Das richtige Mass finden
Instandhaltungskosten und Sicherheit
Klare Checklisten für vorgeschriebene Kontrollen geben Netzbetreibern die Gewissheit, alles Sicherheitsrelevante zu erledigen. In eine Instandhaltungssoftware integrierte Vorlagen sind als Basis für digitale Checklisten nützlich. Ein Pilotprojekt zeigt: Die Checklisten entschärfen den Zielkonflikt zwischen Instandhaltungskosten und Sicherheit.
Netzbetreiber müssen gegenüber Inspektoren, Behörden und ihren Auftraggebern jederzeit belegen können, dass sie die Instandhaltung ihrer Anlagen vorschriftsgemäss durchgeführt und alle Kontrollen und Messungen erledigt haben. Diese Arbeiten sind unerlässlich, um Unfälle, Sachschäden und Versorgungsunterbrüche zu verhindern.

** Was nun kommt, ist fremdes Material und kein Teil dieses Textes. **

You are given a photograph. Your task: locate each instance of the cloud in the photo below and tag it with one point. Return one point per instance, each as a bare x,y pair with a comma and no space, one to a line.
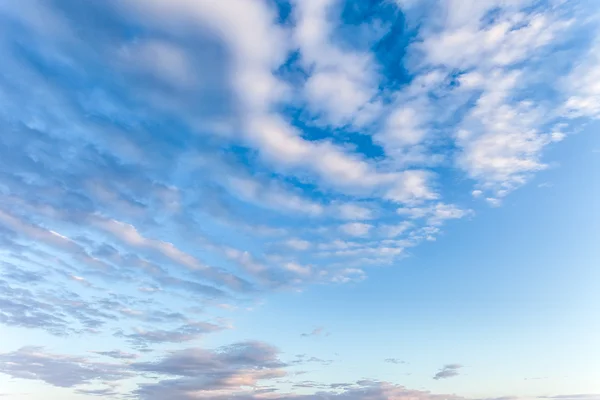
573,397
356,229
118,354
227,150
184,333
297,244
394,361
202,372
58,370
448,371
315,332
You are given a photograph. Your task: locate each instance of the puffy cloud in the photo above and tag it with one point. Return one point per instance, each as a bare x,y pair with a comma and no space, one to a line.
448,371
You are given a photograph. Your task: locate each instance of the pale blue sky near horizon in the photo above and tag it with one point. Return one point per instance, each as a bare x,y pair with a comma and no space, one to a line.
300,199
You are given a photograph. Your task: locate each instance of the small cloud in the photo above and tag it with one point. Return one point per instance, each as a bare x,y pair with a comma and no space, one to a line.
494,202
356,229
316,332
449,371
297,244
394,361
117,354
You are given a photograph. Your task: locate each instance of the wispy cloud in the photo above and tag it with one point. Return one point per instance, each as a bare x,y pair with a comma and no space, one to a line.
448,371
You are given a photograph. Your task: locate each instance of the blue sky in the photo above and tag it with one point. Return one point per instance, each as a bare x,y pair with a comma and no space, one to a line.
303,199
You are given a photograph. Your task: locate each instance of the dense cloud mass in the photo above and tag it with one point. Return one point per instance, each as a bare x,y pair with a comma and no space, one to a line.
166,162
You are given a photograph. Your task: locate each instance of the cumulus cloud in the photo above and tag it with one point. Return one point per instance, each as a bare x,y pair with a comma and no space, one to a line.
59,370
448,371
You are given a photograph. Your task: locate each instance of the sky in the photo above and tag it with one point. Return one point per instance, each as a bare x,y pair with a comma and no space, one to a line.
300,199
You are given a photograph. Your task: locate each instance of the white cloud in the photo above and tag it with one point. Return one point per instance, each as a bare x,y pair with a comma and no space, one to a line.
298,244
272,195
583,86
354,212
435,214
394,230
356,229
342,82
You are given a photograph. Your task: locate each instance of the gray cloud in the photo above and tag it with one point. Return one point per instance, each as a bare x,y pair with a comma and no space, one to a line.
184,333
448,371
58,370
199,370
394,361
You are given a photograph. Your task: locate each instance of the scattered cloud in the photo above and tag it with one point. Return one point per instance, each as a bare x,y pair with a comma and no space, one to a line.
448,371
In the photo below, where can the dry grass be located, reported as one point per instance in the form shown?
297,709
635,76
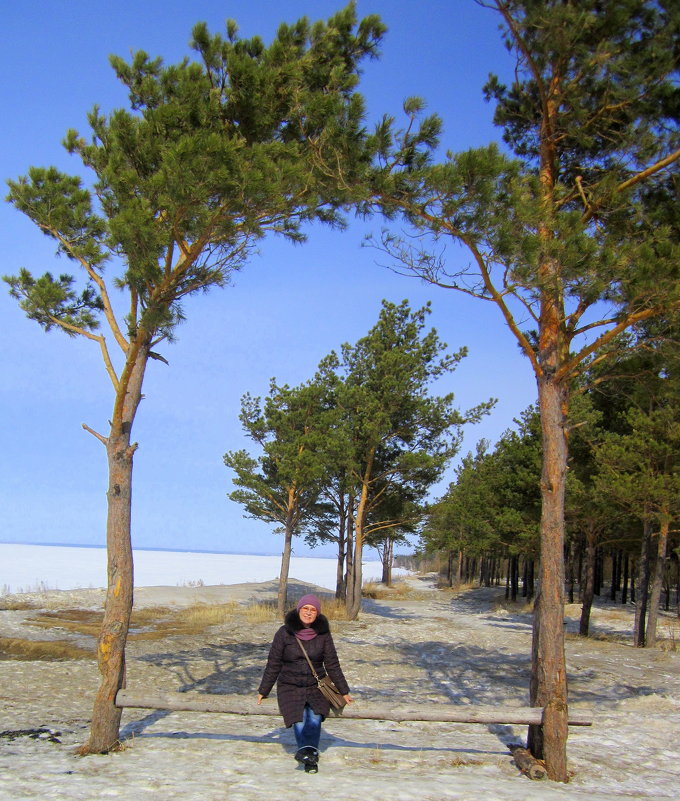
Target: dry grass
41,650
155,623
400,591
519,607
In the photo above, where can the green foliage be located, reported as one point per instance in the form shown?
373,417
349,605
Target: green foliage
47,301
212,153
582,214
283,484
494,505
400,435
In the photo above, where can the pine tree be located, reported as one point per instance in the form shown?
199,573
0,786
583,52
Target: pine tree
573,239
212,154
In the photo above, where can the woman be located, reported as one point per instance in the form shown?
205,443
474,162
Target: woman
301,703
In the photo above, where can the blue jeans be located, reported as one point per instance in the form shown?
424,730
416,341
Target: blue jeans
308,730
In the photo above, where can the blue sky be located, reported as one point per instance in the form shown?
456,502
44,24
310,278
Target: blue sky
287,309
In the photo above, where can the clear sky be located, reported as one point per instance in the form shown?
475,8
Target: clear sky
287,309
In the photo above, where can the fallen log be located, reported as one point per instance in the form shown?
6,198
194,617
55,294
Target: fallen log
359,710
527,762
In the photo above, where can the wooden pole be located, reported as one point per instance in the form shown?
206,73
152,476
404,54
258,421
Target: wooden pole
360,710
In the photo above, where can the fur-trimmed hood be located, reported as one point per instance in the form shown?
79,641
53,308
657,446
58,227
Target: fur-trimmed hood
293,623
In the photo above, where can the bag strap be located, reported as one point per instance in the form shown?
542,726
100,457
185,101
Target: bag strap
309,661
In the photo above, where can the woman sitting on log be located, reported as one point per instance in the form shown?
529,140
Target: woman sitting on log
301,703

Das betrifft die Firmen genauso wie die Mitarbeitenden persönlich – Stichwort Sorgfaltspflicht.
Für die Netzbetreiber ergibt sich daraus ein latenter Zielkonflikt. Betreiben sie einen zu grossen Aufwand für die Instandhaltung und die Kontrollen, leidet die Wirtschaftlichkeit: Die Netzkosten fallen zu hoch aus. Das sehen weder die Regulierungsbehörden noch die Eigentümer und die Kunden gerne. Wird umgekehrt zu wenig für Personen- und Versorgungssicherheit getan, kann dies im Ernstfall unter Umständen haftungsrechtliche Konsequenzen haben.
Nachweis über die erledigten Kontrollen
Eine Instandhaltungssoftware hilft dabei, die richtige Balance von Wirtschaftlichkeit und Sicherheit zu finden. Mit dem System lassen sich periodische Kontrollen und weitere Instandhaltungsarbeiten automatisiert planen. Dazu weisen die Führungskräfte die Aufgaben ihren Mitarbeitenden zu. Diese erledigen und dokumentieren die Aufträge per App – direkt bei den Anlagen. So ist jederzeit nachvollziehbar, welche Arbeiten bereits durchgeführt wurden und welche noch anstehen. Bei einer Inspektion kann der Nachweis über die erledigten Kontrollen auf Knopfdruck erbracht werden. Gleichzeitig ist eine Instandhaltungssoftware ein vollständiges und aktuelles digitales Inventar aller Anlagen. Sämtliche wichtigen Infos sind dokumentiert – auch Zustand, Komponenten und Umgebung der Anlagen. Geolokalisierung und Fotos erleichtern die Arbeit zusätzlich.
Die Einführung einer Instandhaltungssoftware erfordert kein langes Vorprojekt, sondern ist schnell erledigt. Beim System von Inventsys etwa sind für häufige Anlagen wie Trafostationen, Verteilkabinen oder öffentliche Beleuchtung die zugehörigen periodischen Aufgaben, Kontrollen und Meldungen schon vorkonfiguriert. Die Mitarbeitenden der Netzbetreiber brauchen nur noch die Daten ihrer Anlagen hinzuzufügen – am einfachsten durch den Import von Excel-Listen.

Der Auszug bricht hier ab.